S’il partage l’évaluation des institutions internationales que la Tunisie pré- sente un potentiel indéniable, Abdelkader Boudriga, président du Cercle des financiers tunisiens soutient que nous allons vers un ratage monumental, si nous ne changeons pas de mindset. Sa recette ? Déployer quelques grandes idées fédératrices encadrant un projet sur lesquelles se construiraient les politiques publiques. Et surtout, il nous faut un gouvernement qui gouverne !
Si vous deviez dresser un rapide constat de la situation actuelle, comment verriez-vous le pays ?
Abdelkader Boudriga: Pour résumer, le pays est porteur d’un potentiel, mais celui-ci a été raté. Les douze années passées ont objectivement posé la problématique du passage à la démocratie. Si elles ont apporté une participation publique élargie, la liberté d’expression, la dignité intellectuelle, le sentiment de citoyenneté, elles ont également eu leur lot d’inefficacité.
Aujourd’hui, nous sommes donc passés brusquement à un système de démocratie et de participation, avec une administration qui n’était pas préparée aux mécanismes introduits par la démocratie . Depuis l’Indépendance, nous étions dans un Etat corporatiste, il y avait au sommet de l’Etat une élite où tous les grands acteurs étaient représentés (UTICA, UGTT…) dans l’organe de gouvernance qui était le parti unique.
Un modèle où le chef de l’Etat est au centre…
Abdelkader Boudriga: Oui…La décision et l’arbitrage revenaient au sommet de l’Etat, au sein d’un système politique vertical, doté d’une administration verticale. Et quand nous sommes passés à un système politique horizontal, où tout le monde a le droit de s’exprimer, le modèle de l’administration est resté vertical. Et même s’il y a eu un transfert de prérogatives, il n’a pas été accompagné par un transfert de moyens et de possibilités de financement.
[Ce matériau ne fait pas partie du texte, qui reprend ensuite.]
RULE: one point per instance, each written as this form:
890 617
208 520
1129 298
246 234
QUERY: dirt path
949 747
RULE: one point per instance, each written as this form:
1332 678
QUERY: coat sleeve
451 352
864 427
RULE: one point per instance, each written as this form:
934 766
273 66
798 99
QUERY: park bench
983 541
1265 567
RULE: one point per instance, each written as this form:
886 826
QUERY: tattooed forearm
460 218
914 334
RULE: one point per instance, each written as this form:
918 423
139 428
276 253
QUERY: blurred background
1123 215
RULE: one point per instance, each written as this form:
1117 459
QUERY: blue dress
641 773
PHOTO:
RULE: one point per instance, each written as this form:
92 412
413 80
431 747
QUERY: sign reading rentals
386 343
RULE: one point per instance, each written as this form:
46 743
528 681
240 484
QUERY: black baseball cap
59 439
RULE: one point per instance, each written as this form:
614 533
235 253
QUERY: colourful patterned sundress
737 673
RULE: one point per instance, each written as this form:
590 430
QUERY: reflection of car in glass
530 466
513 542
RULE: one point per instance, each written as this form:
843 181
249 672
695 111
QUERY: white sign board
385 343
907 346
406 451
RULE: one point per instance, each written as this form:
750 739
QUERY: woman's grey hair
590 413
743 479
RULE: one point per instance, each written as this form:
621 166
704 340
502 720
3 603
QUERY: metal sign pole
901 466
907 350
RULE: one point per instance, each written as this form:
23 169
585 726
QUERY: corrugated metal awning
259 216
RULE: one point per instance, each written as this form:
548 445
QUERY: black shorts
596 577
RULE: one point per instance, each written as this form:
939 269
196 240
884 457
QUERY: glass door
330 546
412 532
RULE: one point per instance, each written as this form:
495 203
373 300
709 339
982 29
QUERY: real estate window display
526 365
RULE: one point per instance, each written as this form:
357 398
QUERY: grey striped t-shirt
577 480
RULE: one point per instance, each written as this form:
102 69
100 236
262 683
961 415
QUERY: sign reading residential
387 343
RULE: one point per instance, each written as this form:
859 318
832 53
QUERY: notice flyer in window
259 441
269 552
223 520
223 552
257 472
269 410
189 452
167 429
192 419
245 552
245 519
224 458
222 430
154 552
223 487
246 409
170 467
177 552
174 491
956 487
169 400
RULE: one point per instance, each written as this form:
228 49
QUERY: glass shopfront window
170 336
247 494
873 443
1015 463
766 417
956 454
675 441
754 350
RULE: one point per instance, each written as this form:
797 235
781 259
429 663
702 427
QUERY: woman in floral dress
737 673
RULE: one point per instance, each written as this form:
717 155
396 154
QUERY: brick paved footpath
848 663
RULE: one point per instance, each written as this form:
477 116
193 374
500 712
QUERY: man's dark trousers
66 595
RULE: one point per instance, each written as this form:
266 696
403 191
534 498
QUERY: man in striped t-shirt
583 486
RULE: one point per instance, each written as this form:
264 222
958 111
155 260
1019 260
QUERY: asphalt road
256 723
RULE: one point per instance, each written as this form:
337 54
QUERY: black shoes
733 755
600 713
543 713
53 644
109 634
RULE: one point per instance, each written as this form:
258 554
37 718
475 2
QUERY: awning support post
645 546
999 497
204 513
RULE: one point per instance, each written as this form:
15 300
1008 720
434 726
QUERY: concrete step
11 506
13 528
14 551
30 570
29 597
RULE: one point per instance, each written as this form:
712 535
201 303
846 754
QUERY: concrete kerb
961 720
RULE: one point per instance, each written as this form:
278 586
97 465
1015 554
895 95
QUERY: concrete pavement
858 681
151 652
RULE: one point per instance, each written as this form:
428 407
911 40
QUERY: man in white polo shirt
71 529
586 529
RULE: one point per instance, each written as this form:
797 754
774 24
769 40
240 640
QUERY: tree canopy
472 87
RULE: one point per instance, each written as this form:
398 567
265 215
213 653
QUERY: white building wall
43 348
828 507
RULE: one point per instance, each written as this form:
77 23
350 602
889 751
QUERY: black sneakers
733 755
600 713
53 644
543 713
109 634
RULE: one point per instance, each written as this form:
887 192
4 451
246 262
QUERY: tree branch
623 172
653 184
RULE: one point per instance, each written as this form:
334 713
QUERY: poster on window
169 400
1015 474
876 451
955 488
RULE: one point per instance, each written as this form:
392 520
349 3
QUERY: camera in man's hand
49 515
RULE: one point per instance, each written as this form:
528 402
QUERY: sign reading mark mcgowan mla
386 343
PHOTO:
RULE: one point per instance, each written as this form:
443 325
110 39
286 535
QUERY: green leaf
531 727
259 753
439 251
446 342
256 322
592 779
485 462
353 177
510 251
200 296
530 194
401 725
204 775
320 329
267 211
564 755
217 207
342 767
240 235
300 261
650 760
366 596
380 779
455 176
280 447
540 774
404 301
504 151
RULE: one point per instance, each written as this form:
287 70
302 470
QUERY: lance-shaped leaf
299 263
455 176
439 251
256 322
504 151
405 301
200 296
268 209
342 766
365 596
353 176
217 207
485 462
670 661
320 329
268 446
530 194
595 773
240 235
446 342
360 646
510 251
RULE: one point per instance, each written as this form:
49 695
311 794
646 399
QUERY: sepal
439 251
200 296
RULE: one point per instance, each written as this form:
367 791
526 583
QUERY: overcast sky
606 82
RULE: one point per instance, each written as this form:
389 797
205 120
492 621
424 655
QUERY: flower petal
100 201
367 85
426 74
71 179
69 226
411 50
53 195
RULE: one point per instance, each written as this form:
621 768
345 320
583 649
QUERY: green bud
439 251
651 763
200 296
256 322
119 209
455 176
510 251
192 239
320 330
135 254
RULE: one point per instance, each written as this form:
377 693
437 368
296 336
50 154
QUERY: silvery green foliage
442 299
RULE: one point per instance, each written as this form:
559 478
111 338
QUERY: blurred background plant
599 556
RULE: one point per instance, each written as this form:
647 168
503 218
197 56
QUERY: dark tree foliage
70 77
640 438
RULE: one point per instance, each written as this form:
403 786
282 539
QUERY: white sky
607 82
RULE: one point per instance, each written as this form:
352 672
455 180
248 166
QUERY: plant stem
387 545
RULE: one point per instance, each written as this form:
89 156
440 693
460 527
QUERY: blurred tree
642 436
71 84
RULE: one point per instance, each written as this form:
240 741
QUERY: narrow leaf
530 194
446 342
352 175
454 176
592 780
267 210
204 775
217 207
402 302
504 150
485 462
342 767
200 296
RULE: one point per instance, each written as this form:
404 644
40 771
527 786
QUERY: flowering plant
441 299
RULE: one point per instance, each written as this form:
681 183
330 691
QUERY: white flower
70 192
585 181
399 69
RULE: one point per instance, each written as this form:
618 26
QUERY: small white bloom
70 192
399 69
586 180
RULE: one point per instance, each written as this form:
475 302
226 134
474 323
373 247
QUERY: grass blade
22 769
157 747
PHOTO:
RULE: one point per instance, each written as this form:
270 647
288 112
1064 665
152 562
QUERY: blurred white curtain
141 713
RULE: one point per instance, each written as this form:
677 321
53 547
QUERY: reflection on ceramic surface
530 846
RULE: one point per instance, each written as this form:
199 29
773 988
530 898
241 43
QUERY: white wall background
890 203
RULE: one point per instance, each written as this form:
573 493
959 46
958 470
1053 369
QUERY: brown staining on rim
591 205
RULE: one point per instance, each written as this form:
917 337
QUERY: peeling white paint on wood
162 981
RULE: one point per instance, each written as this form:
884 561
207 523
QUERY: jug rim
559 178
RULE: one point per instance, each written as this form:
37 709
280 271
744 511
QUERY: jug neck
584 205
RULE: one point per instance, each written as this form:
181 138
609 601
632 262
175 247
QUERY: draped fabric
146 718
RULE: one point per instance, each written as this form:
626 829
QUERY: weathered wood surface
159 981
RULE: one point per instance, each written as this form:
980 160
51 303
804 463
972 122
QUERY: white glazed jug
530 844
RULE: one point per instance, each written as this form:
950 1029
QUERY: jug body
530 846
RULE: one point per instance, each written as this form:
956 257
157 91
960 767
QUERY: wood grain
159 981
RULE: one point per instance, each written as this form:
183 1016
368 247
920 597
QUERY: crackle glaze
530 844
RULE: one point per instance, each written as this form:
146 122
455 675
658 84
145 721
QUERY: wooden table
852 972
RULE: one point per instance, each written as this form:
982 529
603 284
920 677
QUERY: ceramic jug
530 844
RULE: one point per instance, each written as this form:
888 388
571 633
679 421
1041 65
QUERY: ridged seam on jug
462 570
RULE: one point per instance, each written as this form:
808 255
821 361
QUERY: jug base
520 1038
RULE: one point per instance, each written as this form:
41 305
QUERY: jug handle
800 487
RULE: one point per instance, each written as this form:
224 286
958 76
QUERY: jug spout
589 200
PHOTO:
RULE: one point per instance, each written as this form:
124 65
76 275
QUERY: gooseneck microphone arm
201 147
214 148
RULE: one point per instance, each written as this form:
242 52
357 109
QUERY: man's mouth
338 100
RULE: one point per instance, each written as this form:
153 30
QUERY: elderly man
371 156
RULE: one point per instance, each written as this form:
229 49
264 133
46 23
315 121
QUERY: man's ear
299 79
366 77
En 2019, la mission de l’ONU en Tunisie a réalisé un exercice de Country Risk Assessment (j’ai eu l’honneur d’y participer) dans une logique d’approche par les enjeux. Il s’agissait de l’un des premiers exercices de ce genre dans le monde mené selon une approche nouvelle guidée par la demande. Deux enjeux en ont émergé dans une logique de réponse aux besoins, et non dans une logique-produit :
- -l’incapacité à mettre en place des politiques efficaces.
- -l’incapacité des acteurs à travailler en coopération.
Dans le même ordre d’idées, le 25 juillet 2021 était une réponse sociopolitique désespérée à cette inefficacité dans laquelle nous nous sommes retrouvés avec un système incapable de produire des politiques publiques qui auraient un impact réel sur les gens.
On l’avait constaté dans la Santé au moment de la pandémie …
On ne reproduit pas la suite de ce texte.